Reconfigurable Architectures for Floating Point Applications

Field programmable gate arrays (FPGAs) are integrated circuits whose functionality can be described via a downloadable bitstream. By downloading different bitstream configurations, customised applications can be developed with improvements in power and area over microprocessor based designs. To date, most FPGA-based applications have used fixed point arithmetic as floating point is expensive to implement on an FPGA. The two leading FPGA vendors, Xilinx and Altera, employ the so called island style architecture in which relatively small logic cells that implement the user-defined logic are surrounded by programmable routing channels.In this project we propose to develop FPGAs that are specifically optimised for floating point applications in signal processing, embedded systems and high performance computing.

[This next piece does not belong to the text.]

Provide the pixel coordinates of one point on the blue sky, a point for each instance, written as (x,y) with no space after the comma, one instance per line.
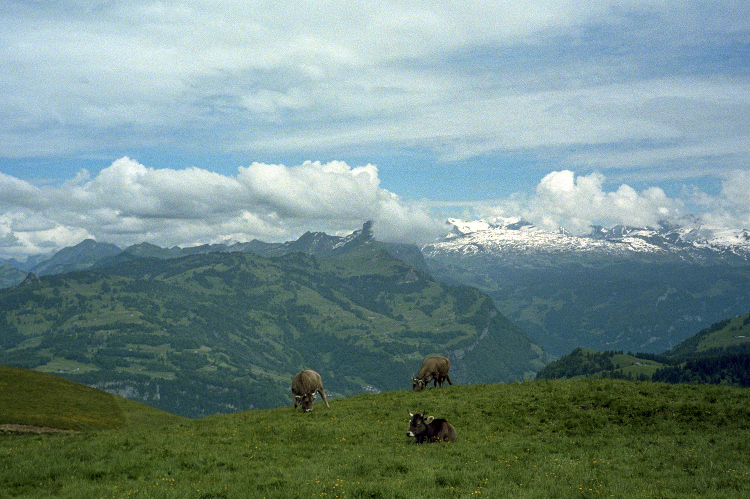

These will have speed and power advantages over existing FPGAs and microprocessors for floating point intensive computations and, to the best of our knowledge, no previous FPFPGAs have been reported.Three key tools will be developed in the course of this project: the development of a place and route tool that supports generalised FPFPGA architectures; benchmark problems that will be used to measure the performance of proposed FPFPGA archiectures and a tool which will produce integrated circuit layouts from the high level architectural description of the FPFPGA.Our development of the place and route tool will begin from the existing VPR tool developed at the University of Toronto. This will be modified to allow additional integer functional units and floating point units to be added to the basic island style architecture supported by VPR.